Marsha asked Arlo:
Have you lost sight of our language being all about the a subject and a verb
acting on a direct or indirect object?
dmb says:
You're conflating grammar with metaphysics. Using the english language does not
entail a commitment to SOM, as we plainly see in Pirsig's philosophical novels.
In fact, he uses the english language to dispute and replace SOM.
Marsha asked Arlo:
How do you know that the structure of our language has greatly enriched human
agency? Did you use active imagination? Projection? Because you thunk it?
dmb says:
Language gives you the power to ask that question, although you've used that
power quite badly. Your question demonstrates the very thing you mock. It's
like doubting your capacity to doubt. It's more than a little bit hair-brained.
Marsha said to Arlo:
I have not spoken of becoming brain dead, just not elevating language when it
is much of the problem.
Arlo replied:
I am not "elevating" it either, as I said it is not about glorifying or condemn
language (or any "structure"), but to see that you can't have the expanded
potential structure brings without constraints. These are not opposed forces,
language enriches and constrains, and the durability of language historically
demonstrates quite clearly that the value it brings outweighs the constraints
it places upon us.
dmb says:
Right.
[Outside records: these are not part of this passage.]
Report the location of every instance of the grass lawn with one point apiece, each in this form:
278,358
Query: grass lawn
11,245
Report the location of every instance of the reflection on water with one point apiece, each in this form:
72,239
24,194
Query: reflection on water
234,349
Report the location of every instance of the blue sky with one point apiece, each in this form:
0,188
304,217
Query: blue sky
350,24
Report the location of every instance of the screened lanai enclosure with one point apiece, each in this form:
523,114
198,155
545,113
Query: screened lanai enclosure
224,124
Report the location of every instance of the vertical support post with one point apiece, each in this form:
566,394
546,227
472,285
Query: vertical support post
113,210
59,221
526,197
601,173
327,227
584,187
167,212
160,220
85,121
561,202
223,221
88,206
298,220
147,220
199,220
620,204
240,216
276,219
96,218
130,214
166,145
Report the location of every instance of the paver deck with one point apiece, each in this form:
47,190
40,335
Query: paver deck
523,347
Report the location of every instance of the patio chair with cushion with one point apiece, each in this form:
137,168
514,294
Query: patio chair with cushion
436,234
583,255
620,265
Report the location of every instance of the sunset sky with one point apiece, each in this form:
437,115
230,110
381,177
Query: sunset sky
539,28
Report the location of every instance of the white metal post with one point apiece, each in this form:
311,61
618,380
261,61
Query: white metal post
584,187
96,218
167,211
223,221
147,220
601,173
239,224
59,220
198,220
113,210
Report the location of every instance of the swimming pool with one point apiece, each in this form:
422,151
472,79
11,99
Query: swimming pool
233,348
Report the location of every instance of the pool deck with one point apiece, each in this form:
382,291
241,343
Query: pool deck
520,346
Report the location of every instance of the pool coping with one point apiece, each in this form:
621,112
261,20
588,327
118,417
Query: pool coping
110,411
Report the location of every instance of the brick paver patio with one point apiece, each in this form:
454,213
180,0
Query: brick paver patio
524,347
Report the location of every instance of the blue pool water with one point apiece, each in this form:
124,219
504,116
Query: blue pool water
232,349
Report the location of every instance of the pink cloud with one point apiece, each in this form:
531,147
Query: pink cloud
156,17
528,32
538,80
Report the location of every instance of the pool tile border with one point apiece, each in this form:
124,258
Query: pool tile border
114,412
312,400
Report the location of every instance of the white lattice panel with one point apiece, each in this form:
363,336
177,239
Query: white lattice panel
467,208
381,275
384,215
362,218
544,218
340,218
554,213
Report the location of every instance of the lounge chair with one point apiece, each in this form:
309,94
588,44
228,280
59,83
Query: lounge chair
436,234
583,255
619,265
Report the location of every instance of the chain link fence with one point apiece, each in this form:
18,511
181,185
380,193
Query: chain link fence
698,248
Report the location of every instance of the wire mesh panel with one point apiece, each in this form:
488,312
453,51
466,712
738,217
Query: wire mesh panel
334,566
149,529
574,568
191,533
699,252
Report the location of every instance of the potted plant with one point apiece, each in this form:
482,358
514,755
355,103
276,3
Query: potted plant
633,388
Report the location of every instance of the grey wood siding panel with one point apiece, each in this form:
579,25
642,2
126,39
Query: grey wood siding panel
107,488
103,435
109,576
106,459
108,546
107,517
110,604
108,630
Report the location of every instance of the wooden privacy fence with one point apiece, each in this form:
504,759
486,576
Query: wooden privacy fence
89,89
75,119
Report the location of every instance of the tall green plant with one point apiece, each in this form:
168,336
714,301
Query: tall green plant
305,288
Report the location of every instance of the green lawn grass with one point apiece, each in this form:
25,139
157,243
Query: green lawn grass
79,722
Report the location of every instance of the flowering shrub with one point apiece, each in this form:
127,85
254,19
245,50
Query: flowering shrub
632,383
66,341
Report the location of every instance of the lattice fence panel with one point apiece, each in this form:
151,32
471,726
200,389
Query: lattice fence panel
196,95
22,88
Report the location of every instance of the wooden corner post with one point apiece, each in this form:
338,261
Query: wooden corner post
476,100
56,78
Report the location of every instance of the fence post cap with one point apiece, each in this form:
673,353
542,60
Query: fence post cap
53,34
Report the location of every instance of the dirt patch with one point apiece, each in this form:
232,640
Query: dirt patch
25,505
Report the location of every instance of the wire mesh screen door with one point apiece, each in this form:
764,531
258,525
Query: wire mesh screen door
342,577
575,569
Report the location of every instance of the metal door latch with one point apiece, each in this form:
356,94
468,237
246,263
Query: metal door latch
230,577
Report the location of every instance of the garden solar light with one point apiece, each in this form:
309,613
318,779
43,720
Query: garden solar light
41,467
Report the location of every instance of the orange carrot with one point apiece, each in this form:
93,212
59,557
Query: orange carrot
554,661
Marsha is making a wildly invalid inference, taking a giant leap. She
takes the MOQ's claims about the limits of language to be a condemnation of
language as such. Its structure is not an evolved capacity, but a prison. It's
not just that it is unable to say anything about the ultimate truth, whatever
THAT is. No, it hides the truth, she says, and by this she must mean that
ultimate truth. "We can think and characterize reality only subject to
language, which is conventional," she says, "Language occludes the way things
really are." I think this is quite confused and the conclusions are rather
drastic.
Guys like Pirsig and James are not condemning language because it gets in the
way of realizing the ultimate truth. They're saying there is no ultimate truth.
They're saying truth is a species of the good, an intellectual good. To say
this pragmatic truth is conventional and not ultimate is true enough but how
does that make it any less good? Is there an unstated premise here, an
assumption that conventional reality is to be hated, dismissed or otherwise
condemned? Is there some other reality we're supposed to like better? Smells
like the same old, same old, same old otherworldly Platonism to me.